James Foley
Relatives of James Foley say the U.S. did not do enough to save him. Reuters

U.S. President Barack Obama is expected Wednesday to announce a monumental shift in the U.S. policy on hostages in which the government will no longer bully the families of American captives with criminal prosecution if they attempt to pay ransom to groups like the Islamic State and al Qaeda, the New York Times reported. The new policy could have changed the fate of a number of slain hostages whose families were threatened by government officials when trying to free their loved ones.

Obama’s announcement will come as the conclusion to a comprehensive review the president ordered in December on how the U.S. government treats American hostages captured abroad. Since then, Obama has met with the families who had previously begged him to change the government’s “no concessions” policy toward captors. The parents of murdered American journalists James Foley, 40, and Steven Sotloff, 31, were told by White House officials last year they would face prosecution should they raise money for their sons’ ransoms.

Diane Foley, the mother of James Foley, who was taken hostage in Syria in 2012, told ABC News she saw the statement as a “threat, and it was appalling.” She also was shocked by the lack of compassion. “It just made me realize that these people talking to us had no idea what it was like to be the family of someone abducted,” Foley said during an interview with ABC News in September. “We were horrified he would say that. He just told us we would be prosecuted.”

The parents of Steven Sotloff, who was abducted in Syria in 2014 while covering the civil war, “heard the same thing the Foleys did,” Barak Barfi, a friend of Sotloff who served as the family’s spokesman, told Yahoo News. “The family felt completely and utterly helpless when they heard this,” he said in September. “The Sotloffs felt there was nothing they could do to get Steve out.”

The parents of Peter Kassig, a former U.S. Army Ranger who was taken captive by ISIS in eastern Syria in 2013, also pleaded with the U.S. government to amend its policy on hostages overseas, but to no avail. In October, Ed and Paula Kassig later released a three-minute video to the ISIS militants begging to show mercy on their 26-year-old son.

“We’ve asked our government to change its actions. But, like our son, we have no more control over the U.S. government than you have over the breaking of dawn,” Ed Kassig said in the video.

As each of the three families were barred from paying ransom, the Islamic State group, also known as ISIS or ISIL, released graphic videos showing the beheadings of James Foley, Steven Sotloff and Peter Kassig.

Four French journalists held hostage by ISIS for months in Syria were freed in April 2014. French President Francois Holland has denied paying ransom for the journalists. However, the German magazine Focus reported that the French government paid $18 million for the release of Nicolas Henin, Pierre Torres, Edouard Elias and Didier Francois, according to Reuters.

Obama is expected to announce Wednesday the making of a new committee to oversee U.S. hostage policy.
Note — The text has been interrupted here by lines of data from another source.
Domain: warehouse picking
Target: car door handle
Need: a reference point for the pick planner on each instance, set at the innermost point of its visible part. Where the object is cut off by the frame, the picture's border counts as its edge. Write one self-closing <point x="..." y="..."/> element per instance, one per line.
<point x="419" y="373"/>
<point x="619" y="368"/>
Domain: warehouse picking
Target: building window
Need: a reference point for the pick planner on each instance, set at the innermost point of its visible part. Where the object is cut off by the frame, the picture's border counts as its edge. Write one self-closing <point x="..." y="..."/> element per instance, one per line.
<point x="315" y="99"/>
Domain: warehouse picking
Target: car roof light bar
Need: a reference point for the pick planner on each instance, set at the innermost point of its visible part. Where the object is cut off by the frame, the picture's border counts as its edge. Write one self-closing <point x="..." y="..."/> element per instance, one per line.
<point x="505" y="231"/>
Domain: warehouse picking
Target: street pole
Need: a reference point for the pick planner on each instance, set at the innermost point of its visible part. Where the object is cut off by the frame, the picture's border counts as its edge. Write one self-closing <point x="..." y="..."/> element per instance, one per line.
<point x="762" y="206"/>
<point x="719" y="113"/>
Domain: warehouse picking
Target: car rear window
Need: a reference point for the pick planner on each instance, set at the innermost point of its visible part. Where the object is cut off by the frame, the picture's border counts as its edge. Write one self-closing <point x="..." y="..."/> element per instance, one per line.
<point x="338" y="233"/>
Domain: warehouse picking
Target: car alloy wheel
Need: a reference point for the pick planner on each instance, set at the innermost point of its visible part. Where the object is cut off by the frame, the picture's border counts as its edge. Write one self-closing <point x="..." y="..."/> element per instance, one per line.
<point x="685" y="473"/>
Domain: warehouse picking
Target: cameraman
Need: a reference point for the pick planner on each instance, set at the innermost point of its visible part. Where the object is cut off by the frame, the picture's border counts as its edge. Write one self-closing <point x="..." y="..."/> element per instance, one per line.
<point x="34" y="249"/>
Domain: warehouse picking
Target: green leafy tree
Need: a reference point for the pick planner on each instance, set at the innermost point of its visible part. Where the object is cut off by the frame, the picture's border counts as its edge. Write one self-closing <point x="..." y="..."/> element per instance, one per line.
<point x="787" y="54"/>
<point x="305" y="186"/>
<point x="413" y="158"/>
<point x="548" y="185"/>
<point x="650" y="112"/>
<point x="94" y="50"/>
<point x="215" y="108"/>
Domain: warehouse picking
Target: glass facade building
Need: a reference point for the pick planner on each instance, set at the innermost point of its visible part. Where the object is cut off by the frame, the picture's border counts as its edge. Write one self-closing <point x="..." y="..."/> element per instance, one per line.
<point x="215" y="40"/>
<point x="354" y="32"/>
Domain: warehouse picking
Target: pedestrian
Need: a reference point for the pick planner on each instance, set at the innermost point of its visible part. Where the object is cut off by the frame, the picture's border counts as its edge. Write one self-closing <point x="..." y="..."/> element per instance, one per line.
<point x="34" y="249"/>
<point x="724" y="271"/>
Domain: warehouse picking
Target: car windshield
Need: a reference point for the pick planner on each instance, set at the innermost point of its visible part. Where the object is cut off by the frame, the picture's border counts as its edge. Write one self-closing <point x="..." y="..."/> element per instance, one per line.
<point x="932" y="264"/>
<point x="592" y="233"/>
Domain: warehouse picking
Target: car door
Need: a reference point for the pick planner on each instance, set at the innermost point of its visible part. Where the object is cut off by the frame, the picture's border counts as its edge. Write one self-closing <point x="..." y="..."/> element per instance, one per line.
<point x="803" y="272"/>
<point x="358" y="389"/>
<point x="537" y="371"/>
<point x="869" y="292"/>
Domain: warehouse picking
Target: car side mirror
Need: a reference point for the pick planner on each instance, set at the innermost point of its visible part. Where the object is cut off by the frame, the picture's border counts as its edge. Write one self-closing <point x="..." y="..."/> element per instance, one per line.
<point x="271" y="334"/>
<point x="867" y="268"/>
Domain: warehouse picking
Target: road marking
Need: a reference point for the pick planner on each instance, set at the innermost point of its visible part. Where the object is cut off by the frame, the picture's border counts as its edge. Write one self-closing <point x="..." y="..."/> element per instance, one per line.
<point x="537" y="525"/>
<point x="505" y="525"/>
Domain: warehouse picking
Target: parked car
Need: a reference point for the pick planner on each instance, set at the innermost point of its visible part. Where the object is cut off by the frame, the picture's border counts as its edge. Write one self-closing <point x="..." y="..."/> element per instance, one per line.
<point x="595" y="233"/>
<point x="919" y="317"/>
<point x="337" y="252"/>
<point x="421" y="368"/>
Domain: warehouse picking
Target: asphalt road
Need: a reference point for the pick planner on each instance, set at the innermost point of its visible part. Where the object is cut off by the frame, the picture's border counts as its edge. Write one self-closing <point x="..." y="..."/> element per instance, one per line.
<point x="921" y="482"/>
The president also will appoint a special envoy at the State Department to lead the government’s interactions with foreign countries on issues concerning captives. Obama also will create an interagency hostage recovery “fusion cell,” which will be headquartered at the FBI where a high-level “family engagement coordinator” will support relatives and keep them updated with information on their loved ones, a senior administration official told the New York Times on Tuesday.

The imminent changes will have come too late for James Foley, Steven Sotloff, Peter Kassig and other American hostages who were captured and murdered by groups overseas. But the policy changes will affect the dozens of journalists and aid workers who are still in rebel-controlled areas of Syria, as well as their relatives who await their safe return.